Asgari ücret yüzde 50 artınca, bağlı olarak diğer ücretler için bu seviyeler konuşuluyor. Ama bu artışlar ne ölçüde mümkün olabilir, bu halmeçhul. İhtimal, firmalar 6’şar aylık periyodlarda daha temkinli bir ücret artışı planlayacaklardır. Özetle; zor bir 2022 herkesi bekliyor.
---------------
ZORUNLU DEVİR TEDİRGİN EDER
TCMB ihracat dövizlerinin yüzde 25’ini, açıkladığı kurlar üzerinden, bankalar marifetiyle ihracatçıdan, bedel döviz alım belgesi ve benzeri bir belgeye bağlandığı anda satın alma kuralını getirdi. Hani bu düzenleme yanlış anlaşılmamalı. İhracatçı mecburen sattığı dövizleri, kambiyo mevzuatı cari olduğuna göre hemen bankalardan yine satın alabilir. Ama bu işlemin maliyeti yüzde 1-2’ler mertebesi olacaktır. Bu düzenleme evvel emirde Merkez Bankası’nın brüt rezervlerini artırıcı bir etki yaratır. Brüt derken bu tutarların neticede “borç” olduğuna vurgu yapıyoruz.

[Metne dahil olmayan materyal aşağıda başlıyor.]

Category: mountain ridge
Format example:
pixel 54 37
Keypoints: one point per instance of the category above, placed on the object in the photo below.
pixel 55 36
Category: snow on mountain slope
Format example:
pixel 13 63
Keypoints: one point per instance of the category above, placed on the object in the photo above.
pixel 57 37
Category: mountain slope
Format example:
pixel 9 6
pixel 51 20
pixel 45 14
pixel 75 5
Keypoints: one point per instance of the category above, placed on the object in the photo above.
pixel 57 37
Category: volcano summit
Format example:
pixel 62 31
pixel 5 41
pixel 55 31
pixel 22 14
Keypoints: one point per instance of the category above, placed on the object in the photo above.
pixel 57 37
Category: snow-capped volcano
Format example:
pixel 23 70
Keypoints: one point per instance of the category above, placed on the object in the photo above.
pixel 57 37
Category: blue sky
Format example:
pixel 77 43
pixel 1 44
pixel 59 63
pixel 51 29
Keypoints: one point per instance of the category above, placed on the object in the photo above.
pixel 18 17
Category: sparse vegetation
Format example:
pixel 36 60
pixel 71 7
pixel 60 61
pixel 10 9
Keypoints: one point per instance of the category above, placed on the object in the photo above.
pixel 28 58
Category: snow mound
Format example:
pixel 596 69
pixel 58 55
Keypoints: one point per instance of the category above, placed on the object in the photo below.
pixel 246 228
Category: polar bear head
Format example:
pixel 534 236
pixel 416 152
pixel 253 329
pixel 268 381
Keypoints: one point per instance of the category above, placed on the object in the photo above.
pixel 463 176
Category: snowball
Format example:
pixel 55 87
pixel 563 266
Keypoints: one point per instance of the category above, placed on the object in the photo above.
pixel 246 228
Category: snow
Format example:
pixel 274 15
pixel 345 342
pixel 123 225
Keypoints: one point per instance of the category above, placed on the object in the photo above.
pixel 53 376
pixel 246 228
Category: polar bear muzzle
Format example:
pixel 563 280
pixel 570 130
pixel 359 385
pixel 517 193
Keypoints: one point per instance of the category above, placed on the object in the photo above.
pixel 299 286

İkincisi; Merkez Bankası bahse konu dövizleri, ki 2022 yılı için bu uygulama aynen devam ettirilirse takribi 65-70 milyar dolardan söz ediyoruz, doğrudan piyasadan temin etme yolunu tercih etseydi müthiş bir talep oluşacağından döviz fiyatları yukarılara tırmanacaktı. Bu yöntem, fiyatını kendi belirlediği için nispeten dalgalanma öncesi fiyatlardan döviz temini imkanı sağlayacak ve daha hesaplı olacaktır.
Tabii ki piyasa döviz talep ettiği müddetçe günün sonunda döviz fiyatları bu neviden palyatif çözümlerden etkilenmeyecek ve nereye gidecekse yine o yere gidecektir. Ama belirttiğimiz gibi TCMB için bu yöntemde brüt rezerv artırımı ve edinimde bir maliyet avantajı söz konusudur. Belirtmek gerekir ki, bu uygulamalar geçmişte denenmiştir.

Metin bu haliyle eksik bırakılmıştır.